En un país desarrollado, el fin de semana que recién ha concluido, habría sido uno común y corriente, pero en Nicaragua, donde se libran batallas en distintos ámbitos para escapar a la mediocridad, fue uno muy especial.
Nicaragua es un país chiquito. De eso estamos claros. Y lo que se produce aquí, por lo general, es también chiquito, pero vamos a crecer a otros niveles, probablemente cuando aprendamos a valorar lo poco que tenemos.
El sábado, mientras ese formidable boxeador que es Román “Chocolatito” González, concluía su obra de demolición contra Ronal Barrera, Vicente Padilla ya calentaba para subir al box con los Halcones en Japón.

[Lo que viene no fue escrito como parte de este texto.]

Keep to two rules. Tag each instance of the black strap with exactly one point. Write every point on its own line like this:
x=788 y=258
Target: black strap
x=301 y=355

Unos instantes antes, el combativo tirador leonés Wilton López, había agregado un cero más a su labor este año ante los Gigantes, y mejor aún, Everth Cabrera había tumbado la pelota en una jornada espectacular.
Cabrera se fue a la calle, empujó cuatro anotaciones y llegó a cien bases robadas en su carrera en las Mayores. Padilla dejó en dos hits y sin carreras durante siete innings a las Golondrinas de Yault, en una victoria 4-0.
“Chocolatito” volvió a mostrar su envidiable instrumental físico y técnico, y se deshizo de Barrera sin mayores contratiempos, a pesar que no se le respaldó como lo merecía en el Polideportivo España.
Pero lo esencial, es que el deporte nicaragüense, urgido de ejemplos que le permitan a la juventud tomar una ruta, ofreció varias opciones a través de estos muchachos que han logrado trascender gracias a su talento y también su esfuerzo.
El fin de semana hubo razones para emocionarse.